# Use TFIDF to find keywords in the text

In [9]:
import re
import pandas as pd
import numpy as np
import seaborn as sns
import matplotlib.pyplot as plt
from sklearn.feature_extraction.text import TfidfVectorizer

In [10]:
bgg_alldata_df = pd.read_pickle('datasources/BGG_FINAL.pkl')
dum = [y.splitlines() for y in bgg_alldata_df['gamedscription']]

In [11]:
# Horrible - why does it have to be this way?
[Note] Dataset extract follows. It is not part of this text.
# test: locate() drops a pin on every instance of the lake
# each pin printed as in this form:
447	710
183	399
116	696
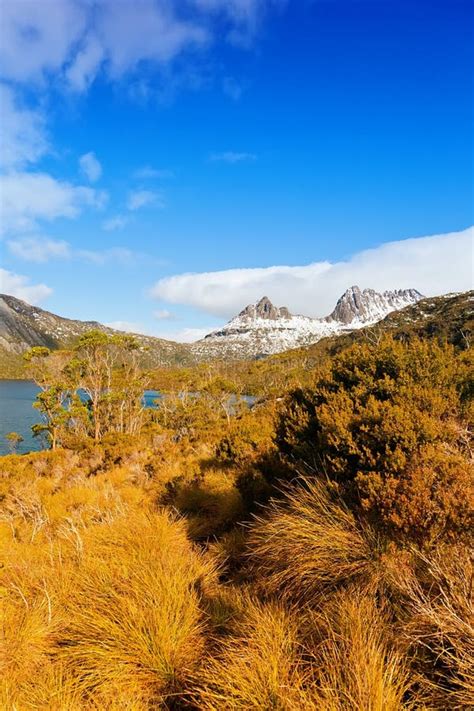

What happened tolist comprehension
dumsntncs = []
for dumdescr in dum:
    for dum1 in dumdescr:
        for dum2 in dum1.split('.'):
            dumsntncs.append(dum2)

In [12]:
bgg_sentences = pd.DataFrame({'bggsentences':dumsntncs}) # ALl the sentences
bgg_sentences.head(3)

Unnamed: 0,bggsentences
0,Gloomhaven is a game of Euro-inspired tactical...
1,Players will take on the role of a wandering ...
2,Players must work together out of necessity t...


In [13]:
def  clean_text(df, text_field, new_text_field_name):
    df[new_text_field_name] = df[text_field].str.lower()
    df[new_text_field_name] = df[new_text_field_name].apply(lambda elem: re.sub(r"(@[A-Za-z0-9]+)|([^0-9A-Za-z \t])|(\w+:\/\/\S+)|^rt|http.+?", "", elem))  
    # remove numbers
    df[new_text_field_name] = df[new_text_field_name].apply(lambda elem: re.sub(r"\d+", "", elem))
    
    return df

In [14]:
bgg_sentences = clean_text(bgg_sentences, 'bggsentences', 'bggsentences_clean')
bgg_sentences.head(3)

Unnamed: 0,bggsentences,bggsentences_clean
0,Gloomhaven is a game of Euro-inspired tactical...,gloomhaven is a game of euroinspired tactical ...
1,Players will take on the role of a wandering ...,players will take on the role of a wandering ...
2,Players must work together out of necessity t...,players must work together out of necessity t...


In [15]:
corpus = list(bgg_sentences['bggsentences_clean'])

In [71]:
vectorizer = TfidfVectorizer(stop_words='english')
X = vectorizer.fit_transform(corpus)

In [72]:
X.shape  # This is the output of the vectorizer

(191954, 59110)

In [73]:
bgg_feature_names = vectorizer.get_feature_names()

In [74]:
docnum=5
feature_index = X[docnum,:].nonzero()[1] # Non-zero features in the matrix
tfidf_scores = zip(feature_index, [X[docnum, x] for x in feature_index])
for w, s in [(bgg_feature_names[i], s) for (i, s) in tfidf_scores]:
    print(w, s)

sessions 0.4680112265100513
played 0.2412360365679205
ideally 0.43566664806742306
changing 0.36503264900472887
world 0.23885982236634393
persistent 0.5235212195450356
game 0.2618929578836405


In [87]:
wrdlist=[]
scorelist=[]
for docnum in range(0,X.shape[0]):
    feature_index = X[docnum,:].nonzero()[1] # Non-zero features in the matrix
    tfidf_scores = zip(feature_index, [X[docnum, x] for x in feature_index])
    for w, s in [(bgg_feature_names[i], s) for (i, s) in tfidf_scores]:
        if s>0.99:
            wrdlist.append(w)
            scorelist.append(s)
        

In [88]:
wordsXtfidf = pd.DataFrame({'word':wrdlist,'tfidfscore':scorelist})
wordsXtfidf.sort_values(by='tfidfscore',ascending=False,inplace=True)

In [94]:
wordsXtfidf[wordsXtfidf['tfidfscore']>.9999].shape

(5346, 2)

In [91]:
#sns.distplot(wordsXtfidf['tfidfscore'])

In [95]:
wordsXtfidf.to_csv('HighTFIDFwords.csv')

In [96]:
wordsXtfidf.head()

Unnamed: 0,word,tfidfscore
0,john,1.0
3570,contents,1.0
3568,price,1.0
3567,play,1.0
3566,wits,1.0